If the oil flowing from the spout at the olive mill has less than 2 per cent acidity it can legally be sold direct to the public without chemical treatment. Oil with 1 per cent to 2 per cent acidity is called olio vergine di oliva – the ghost grade. It appears in all the books and magazine articles on olives but not in the shops. We saw a bottle of vergine in London some years ago, but never in Italy. In the trade vergine oil is blended down to improve olio di oliva or up to make the extravergine go further.

The top of one ladder

If the oil from the spout has less than 1 per cent acidity it is called olio extravergine di oliva. You have reached the top of one ladder. This is the best technical classification for olive oil. However, a new ladder based on flavour takes you up to better and more expensive oils.

Supermarket shelves are groaning with reasonably priced extravergine oils which meet the legal requirements on acidity but pack such an insignificant flavour punch that one wonders what all the fuss is about.

Discovering flavour

Flavour is a much more nebulous concept than the simple measurement of acidity, and is based on individual preferences. Expert oil tasters, like wine tasters, have a string of exaggerated terms to describe olive oil, but a simple starting point is the division between dolce and amaro oils.

Unfortunately dolce has been translated as “sweet”. In fact the oil does not contain sugar and a better description would be “soft”. Amaro has been translated as “bitter” but we prefer the term “spicy” or “with bite”. Generally, but not universally, the dolce oils come from Liguria and the amaro oils from the hills and mountains of Tuscany, Umbria and the Marche.

Searching for the origin of the oil

First ignore the address on the label. Most of the oil on the Italian market comes from bottlers based in Milan or Lucca. Lombardy does not produce a significant quantity of olive oil. Lucca is one of the top producing areas in Tuscany but it is also a huge centre for blending and bottling. A Lucca address on the label is no guarantee the oil came from there.

Some olive oil is labelled with the region – Umbria for example. This is a good starting point but the system of regional labels is relatively new and only used by a minority of producers. It is also too general. A Tuscan oil from the seaside at Grosseto is completely different from one produced in the foothills of the Apennines.

Storage and use

Unlike wine, bright light does more damage to olive oil than air. Some oil is sold in dark bottles for this reason but it is lovely to enjoy the glorious green colour of a fresh oil in a clear bottle. Keep the oil in a dark place for longer term storage but do not be extreme.

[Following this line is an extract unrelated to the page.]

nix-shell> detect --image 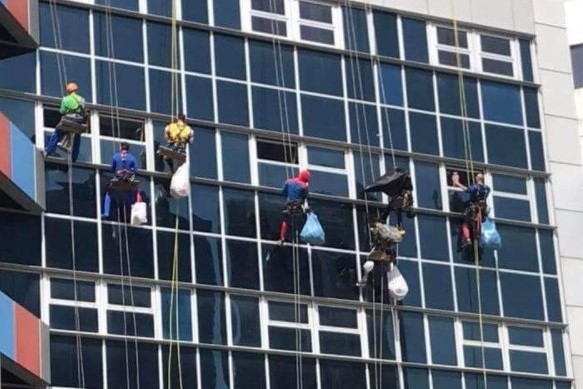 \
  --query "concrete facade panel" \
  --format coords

The flavour of a quality oil softens with time. For a dolce oil this process is rapid and the oil should be consumed in the first few months after the November harvest. For amaro oils the flavour lasts for one to two years. In fact some people find the fresh oil too strong and leave it to soften for a few months.

Quality oils should be used on cold and warm foods. Salads, pasta, soup, bruschetta and steamed vegetables are all enhanced by the liberal addition of quality olive oil. These foods are at less than 100?C when the oil is added and its flavour and vitamins remain intact. Where the oil is heated to higher temperatures for frying or roasting the flavour will be boiled off and the vitamins degraded.

Some personal recommendations

As Umbri by adoption and amaro addicts by inclination, we cannot help with the dolce oils. A good example of an Umbrian amaro comes from Sportoletti. The cantina and frantoio are located between Spello and Assisi but the olives are grown in the high country well above the Tiber valley.

From Tuscany we suggest Villa Capezzana. The olives and frantoio are near Carmignano in the hills above Prato.

Brian and Lynne Chatterton are olive growers in Umbria.